Microchip Technology Inc. (NASDAQ:MCHP) — This maker of micro-controllers and analog and semiconductor products for a variety of applications was last reviewed by me on August 1. I recommended that the stock be purchased at $54 with a trading target at $62.
It achieved $62 on August 26 and went on to a new high at $63.11 on Sept 6, where it flashed a CBR Sell signal from my internal system.
On the way to a new high, buyers opened a “continuation gap” from $57.13 to $59.46. Continuation gaps are usually closed — in other words, look for MCHP stock’s price to fall to under $57.13, which also is this stock’s bullish support line.
MCHP is still rated a five-star buy from Standard & Poor’s — their highest evaluation — with a 12-month target of $70, recently raised from $59.
EPS was increased from a fiscal year 2017 estimate of $3.25 to $3.40 and for FY 2018 to $3.80 from $3.78. For the June quarter, EPS of 84 cents was reported, beating an estimate of 75 cents.

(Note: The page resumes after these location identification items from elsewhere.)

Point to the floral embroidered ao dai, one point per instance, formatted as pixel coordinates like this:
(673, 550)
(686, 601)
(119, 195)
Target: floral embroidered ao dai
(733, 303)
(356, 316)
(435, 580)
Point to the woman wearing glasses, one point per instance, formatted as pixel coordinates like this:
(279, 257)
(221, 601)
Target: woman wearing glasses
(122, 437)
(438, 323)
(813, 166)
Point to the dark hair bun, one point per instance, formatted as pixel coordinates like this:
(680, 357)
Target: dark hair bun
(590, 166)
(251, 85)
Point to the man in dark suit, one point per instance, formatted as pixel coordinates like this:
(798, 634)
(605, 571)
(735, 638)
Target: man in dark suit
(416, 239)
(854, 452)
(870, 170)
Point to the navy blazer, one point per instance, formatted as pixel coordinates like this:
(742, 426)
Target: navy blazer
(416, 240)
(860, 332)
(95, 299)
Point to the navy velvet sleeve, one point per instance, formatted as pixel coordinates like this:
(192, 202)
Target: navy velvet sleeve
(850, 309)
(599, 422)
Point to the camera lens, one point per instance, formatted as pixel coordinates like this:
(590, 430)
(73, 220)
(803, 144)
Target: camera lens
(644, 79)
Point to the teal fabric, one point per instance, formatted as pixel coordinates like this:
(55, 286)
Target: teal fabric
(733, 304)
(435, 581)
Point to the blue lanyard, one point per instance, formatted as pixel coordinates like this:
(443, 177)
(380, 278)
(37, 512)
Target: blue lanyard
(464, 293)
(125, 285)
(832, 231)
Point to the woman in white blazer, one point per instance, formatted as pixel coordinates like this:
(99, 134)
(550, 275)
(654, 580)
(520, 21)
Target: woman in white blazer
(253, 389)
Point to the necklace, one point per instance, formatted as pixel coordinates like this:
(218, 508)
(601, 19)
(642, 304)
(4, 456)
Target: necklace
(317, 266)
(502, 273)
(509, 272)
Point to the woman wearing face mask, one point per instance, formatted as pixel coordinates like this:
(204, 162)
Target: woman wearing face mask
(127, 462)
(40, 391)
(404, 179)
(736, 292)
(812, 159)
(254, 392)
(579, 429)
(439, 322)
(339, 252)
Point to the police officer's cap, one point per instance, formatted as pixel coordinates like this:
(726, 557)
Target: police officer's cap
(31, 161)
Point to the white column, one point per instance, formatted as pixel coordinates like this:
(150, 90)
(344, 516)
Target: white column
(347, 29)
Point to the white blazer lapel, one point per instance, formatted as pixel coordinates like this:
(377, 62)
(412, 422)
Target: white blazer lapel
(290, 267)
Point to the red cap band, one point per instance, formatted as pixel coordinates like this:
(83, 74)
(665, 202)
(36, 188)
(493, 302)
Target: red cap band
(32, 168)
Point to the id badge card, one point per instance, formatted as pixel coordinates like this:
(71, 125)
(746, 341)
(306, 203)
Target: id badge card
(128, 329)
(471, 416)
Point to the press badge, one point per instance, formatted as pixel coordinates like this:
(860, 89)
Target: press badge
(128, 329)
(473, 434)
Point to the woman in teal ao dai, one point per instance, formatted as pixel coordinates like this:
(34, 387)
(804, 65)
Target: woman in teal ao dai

Sales rose 49% from the March quarter.
Future growth is expected to be driven by the acquisition of Atmel and growth in the industrial and automotive areas.
MCHP is still a favored recommendation, and the recent market decline gives us an opportunity to purchase the stock at a price that is within its intermediate support line at the 20-day moving average ($61) and its bullish support line at $56. Thus, try to buy MCHP at $57 with a trading target of $64 for a projected trading return of over 12%.